Se pudesse deixar uma mensagem às jovens mulheres que procuram construir uma carreira no setor financeiro ou da intermediação de crédito, qual seria? E que mudanças gostaria de ver acontecer nos próximos dez anos para que a liderança feminina deixe de ser uma exceção e passe a ser encarada como uma realidade natural?
Vai em frente e acredita nas tuas capacidades. Este setor precisa não só de conhecimento técnico, mas também de empatia, comunicação e capacidade de resolver problemas.
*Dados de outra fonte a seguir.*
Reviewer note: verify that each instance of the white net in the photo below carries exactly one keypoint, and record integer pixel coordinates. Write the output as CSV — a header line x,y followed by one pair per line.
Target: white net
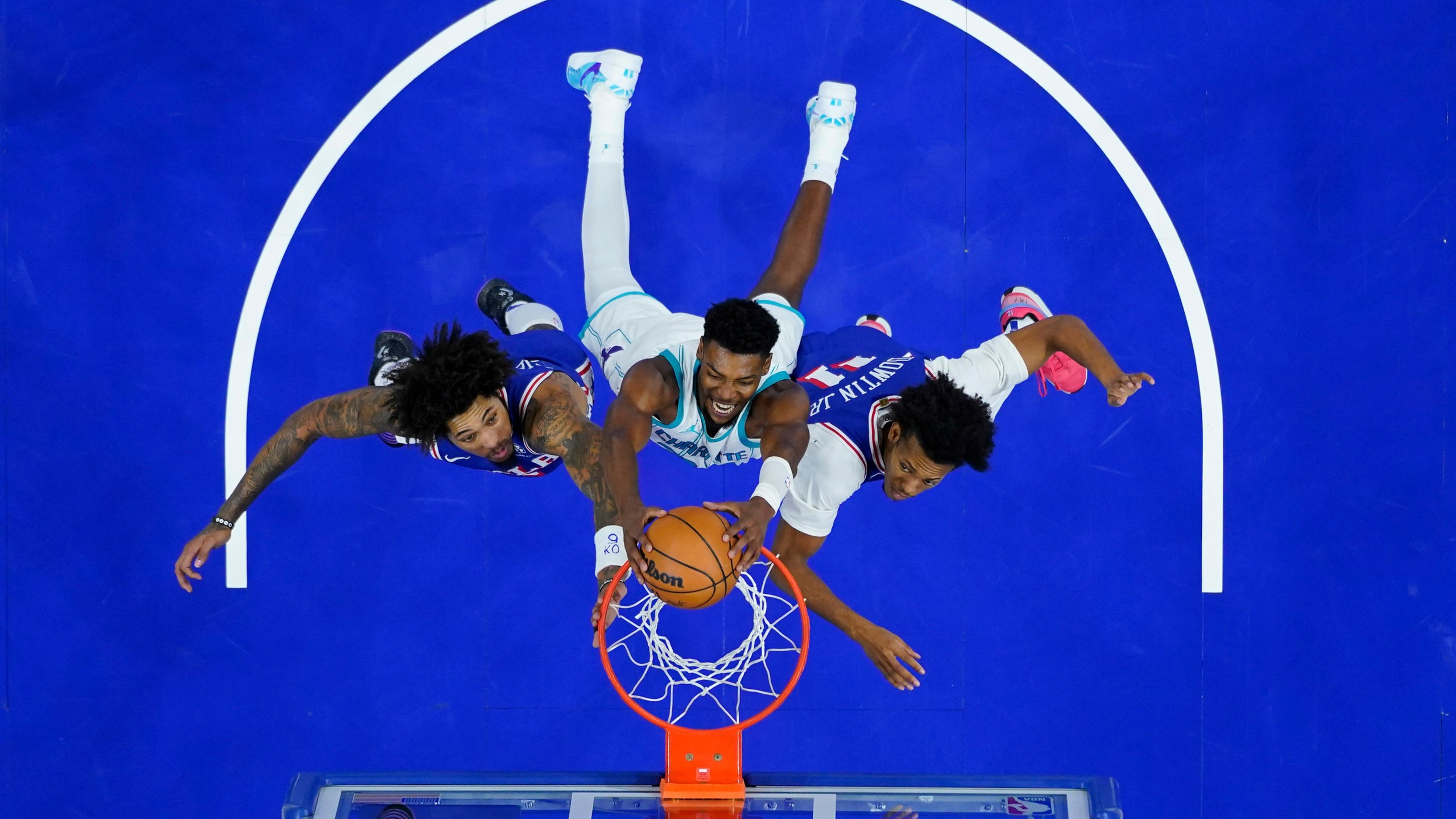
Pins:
x,y
667,678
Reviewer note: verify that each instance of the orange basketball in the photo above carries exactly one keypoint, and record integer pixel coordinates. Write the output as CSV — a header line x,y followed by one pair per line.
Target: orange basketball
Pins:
x,y
689,566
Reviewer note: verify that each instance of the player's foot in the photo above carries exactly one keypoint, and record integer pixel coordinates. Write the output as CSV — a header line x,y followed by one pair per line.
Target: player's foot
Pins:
x,y
832,108
1021,308
391,348
878,322
618,69
495,297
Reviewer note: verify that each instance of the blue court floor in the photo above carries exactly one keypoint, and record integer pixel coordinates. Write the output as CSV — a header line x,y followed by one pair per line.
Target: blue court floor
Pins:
x,y
402,615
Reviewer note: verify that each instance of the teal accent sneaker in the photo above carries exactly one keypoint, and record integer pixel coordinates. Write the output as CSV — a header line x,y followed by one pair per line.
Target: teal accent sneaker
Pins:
x,y
618,69
833,107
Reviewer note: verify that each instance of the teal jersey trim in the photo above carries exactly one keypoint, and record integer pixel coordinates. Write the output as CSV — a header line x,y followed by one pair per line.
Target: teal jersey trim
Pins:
x,y
778,304
677,371
772,381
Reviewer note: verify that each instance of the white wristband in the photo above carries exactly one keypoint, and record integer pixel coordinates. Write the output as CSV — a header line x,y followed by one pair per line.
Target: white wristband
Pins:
x,y
774,481
609,548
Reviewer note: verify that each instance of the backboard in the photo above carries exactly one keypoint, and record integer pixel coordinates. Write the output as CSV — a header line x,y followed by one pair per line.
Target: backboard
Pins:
x,y
635,796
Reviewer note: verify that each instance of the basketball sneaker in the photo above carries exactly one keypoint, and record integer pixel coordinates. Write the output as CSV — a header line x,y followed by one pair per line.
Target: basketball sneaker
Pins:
x,y
1021,308
832,108
618,69
495,297
878,322
391,348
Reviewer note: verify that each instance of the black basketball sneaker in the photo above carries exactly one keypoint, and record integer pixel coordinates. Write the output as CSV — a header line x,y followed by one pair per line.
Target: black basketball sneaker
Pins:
x,y
495,297
391,348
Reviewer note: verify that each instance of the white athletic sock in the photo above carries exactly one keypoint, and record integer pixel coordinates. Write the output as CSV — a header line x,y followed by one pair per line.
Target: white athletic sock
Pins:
x,y
826,149
524,315
609,117
606,232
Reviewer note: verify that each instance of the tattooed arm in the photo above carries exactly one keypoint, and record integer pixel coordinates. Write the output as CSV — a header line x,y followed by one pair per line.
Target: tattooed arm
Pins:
x,y
557,423
344,416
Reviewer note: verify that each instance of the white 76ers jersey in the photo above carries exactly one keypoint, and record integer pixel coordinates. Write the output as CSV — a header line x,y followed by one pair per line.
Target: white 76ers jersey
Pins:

Investe primeiro numa base técnica sólida e, ao mesmo tempo, desenvolve competências humanas como ouvir, explicar de forma simples e criar relações de confiança. Procura mentoria, participa em iniciativas do setor, faz networking e aposta na formação contínua. Não tenhas receio de assumir desafios e ambicionar posições de responsabilidade.
Para promover uma maior presença feminina na liderança, é importante reforçar a flexibilidade no trabalho, a igualdade nas políticas de parentalidade, a transparência salarial e os programas de desenvolvimento de liderança. A liderança feminina deve deixar de ser vista como uma exceção e passar a fazer parte, de forma natural, da realidade das organizações.